The General Data Protection Regulation (GDPR) is the privacy & data protection law that went into effect on the 25th of May, 2018. The regulation focuses on the use and processing of personal data, or: any information that could be used to identify a natural person. The regulation must be followed in all European countries, but also applies to non-EU companies that (intend to) serve or monitor ‘data subjects’ in the EU. Consequently, GDPR affects most companies.
Personal data is every piece of data that can be used to uniquely identify a natural person or data that is about an already identified person. It’s data that the user has explicitly provided, but also data that you have collected about them from either 3rd parties or based on their behaviour on the site. The aim of the GDPR is to protect EU citizens from privacy and data breaches.

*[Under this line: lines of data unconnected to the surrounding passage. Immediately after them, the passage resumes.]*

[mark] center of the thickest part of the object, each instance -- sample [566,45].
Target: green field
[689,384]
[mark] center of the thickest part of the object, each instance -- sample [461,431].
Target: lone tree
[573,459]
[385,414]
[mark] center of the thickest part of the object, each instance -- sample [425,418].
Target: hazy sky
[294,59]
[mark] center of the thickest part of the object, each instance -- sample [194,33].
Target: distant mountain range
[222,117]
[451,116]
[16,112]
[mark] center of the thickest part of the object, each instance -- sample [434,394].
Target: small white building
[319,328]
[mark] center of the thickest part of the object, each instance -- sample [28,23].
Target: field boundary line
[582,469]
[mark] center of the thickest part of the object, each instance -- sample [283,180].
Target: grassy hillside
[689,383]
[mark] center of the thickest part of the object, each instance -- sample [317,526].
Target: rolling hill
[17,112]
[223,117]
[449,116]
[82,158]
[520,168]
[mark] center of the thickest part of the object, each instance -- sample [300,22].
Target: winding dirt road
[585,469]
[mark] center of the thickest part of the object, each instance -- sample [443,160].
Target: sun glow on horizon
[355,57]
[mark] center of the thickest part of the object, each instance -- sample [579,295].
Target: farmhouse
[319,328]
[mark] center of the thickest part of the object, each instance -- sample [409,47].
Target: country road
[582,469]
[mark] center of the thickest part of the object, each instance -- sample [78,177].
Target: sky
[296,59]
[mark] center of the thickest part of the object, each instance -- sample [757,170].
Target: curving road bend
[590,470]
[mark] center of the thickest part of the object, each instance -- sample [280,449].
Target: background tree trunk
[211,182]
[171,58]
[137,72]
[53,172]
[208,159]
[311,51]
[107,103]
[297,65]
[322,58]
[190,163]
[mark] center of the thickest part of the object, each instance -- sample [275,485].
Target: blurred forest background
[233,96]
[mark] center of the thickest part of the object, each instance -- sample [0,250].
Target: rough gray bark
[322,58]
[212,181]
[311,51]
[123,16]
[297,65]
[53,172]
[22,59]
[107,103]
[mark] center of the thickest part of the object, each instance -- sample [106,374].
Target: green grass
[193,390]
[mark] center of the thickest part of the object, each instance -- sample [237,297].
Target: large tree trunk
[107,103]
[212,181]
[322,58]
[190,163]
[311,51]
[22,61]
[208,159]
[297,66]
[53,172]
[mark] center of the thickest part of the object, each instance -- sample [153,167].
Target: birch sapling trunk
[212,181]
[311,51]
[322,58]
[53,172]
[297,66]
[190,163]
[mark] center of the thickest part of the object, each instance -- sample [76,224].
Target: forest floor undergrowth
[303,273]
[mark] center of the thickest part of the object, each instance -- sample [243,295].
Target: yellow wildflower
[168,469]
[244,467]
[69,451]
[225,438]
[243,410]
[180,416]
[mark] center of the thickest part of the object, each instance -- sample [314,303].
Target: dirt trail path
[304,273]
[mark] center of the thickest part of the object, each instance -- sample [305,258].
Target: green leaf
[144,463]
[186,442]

The basic principles of the regulation
- Data minimization: GDPR requires companies to have legitimate reasons for collecting and using consumer data,
- Clear consent process: users should have an actual choice in the matter and not be denied services when they withdraw consent,
- Thanks to the right to be informed, long illegible terms and conditions full of legalese are a thing of the past,
- Secure storing of data: implement all security measures to protect data that you can think of, as well as measures to guarantee that the data has not been inappropriately modified,
- Clear retention process: transparency about how long data is stored,
- Users in charge of their data: users have the option to export (right to data portability) their data in a 'machine readable format', edit their data (right to rectification) or be deleted from a company’s system altogether in a reasonable timeframe (right to be forgotten).
- ... and you’re not compliant until all the software from 3rd parties you use is compliant. For good measure you should document your dependencies (processing activities) and those of 3rd parties.
- Breach notification must be done within 72 hours of first having become aware of the breach and Data processors are required to notify their customers, “without undue delay”.
- Appointing of a Data Protection Officer to keep internal records up-to-date.
- ‘Privacy by design’, the inclusion of data protection from the onset of the designing of systems, rather than an afterthought.
Under GDPR organizations in breach of GDPR can be fined up to 4% of annual global turnover or €20 Million (whichever is greater).